Tutta la giornata di silenziosa adorazione di chi sa immergersi abitualmente nella vita interiore prolunga la sua Messa e la sua Comunione Eucaristica, mantenendolo costantemente nel più intimo rapporto con Dio mediante una fede così pura e una carità così ardente che non trovano riscontro in alcun’altra forma di vita. Chi abitualmente coltiva la vita interiore vive come sepolto [immerso] nella speranza, con la mente e il cuore protesi di là da questo mondo, verso il Padre. Sempre sulla soglia dell’eterno, egli fissa lo sguardo nell’oscurità escatologica del futuro e si riempie i polmoni della purissima aria del mondo a venire. La purezza della sua fede, della sua speranza, del suo amore sono indispensabili alla vita dell’organismo mistico della Chiesa, e noi tutti ne traiamo grande profitto.

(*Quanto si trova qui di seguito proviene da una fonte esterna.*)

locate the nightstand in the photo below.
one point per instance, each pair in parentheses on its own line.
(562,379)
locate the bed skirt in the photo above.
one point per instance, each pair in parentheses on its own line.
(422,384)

... E la gioia che un monaco eremita trae dalla sua vocazione di pura solitudine e di rinuncia è come un fiume che, per i segreti canali della Comunione dei Santi, va a rallegrare la città di Dio e a      irrobustire le braccia di quelli che nelle pianure faticano e combattono nel nome del Signore. Questo   eminente senso dell’unità nel Cristo è inseparabile dallo spirito "eucaristico" dell’eremita ed è la sorgente della sua lode. Anche se nella solitudine può capitargli di traversare momenti di terribile oscurità ed isolamento, anche se il senso di indigenza davanti a Dio e di smarrimento può aumentare con gli anni, l’eremita, tuttavia, non perde mai quella sua profonda solidarietà soprannaturale con tutto il Corpo Mistico di Cristo.









Uno tratto del corso del Giordano.
Né deve far meraviglia. Più che il predicatore o il missionario, spesso tutti presi nei particolari della loro opera e turbati da tante faccende di questo mondo, un monaco, per dono di Dio, può riuscire a comprendere in tutta la sua profonda realtà il fatto che con la sua Messa e con la sua Comunione egli è presente nel cuore degli uomini che non vedrà mai su questa terra, e sarà anche oscuramente rassicurato della validità del suo apostolato nascosto, che è tanto più efficace proprio in quanto è unicamente e integralmente soprannaturale, puro prodotto di virtù teologica e di preghiera diretta dallo Spirito Santo. Tutto quel che un monaco fa dovrebbe procurargli quella puritas cordis che consente l’unione contemplativa; due mezzi particolarmente efficaci sono il silenzio e la meditazione. Entrambe le cose hanno un’importanza vitale; nessuna delle due giova senza l’altra. Il silenzio senza la meditazione è morte e quasi tomba di un sepolto vivo; la meditazione senza il silenzio non viene a capo di nulla ed è come lo smaniare di un infelice chiuso in un sepolcro.
Uniti in spirituale connubio sono gran quiete dell’anima e culmine della contemplazione.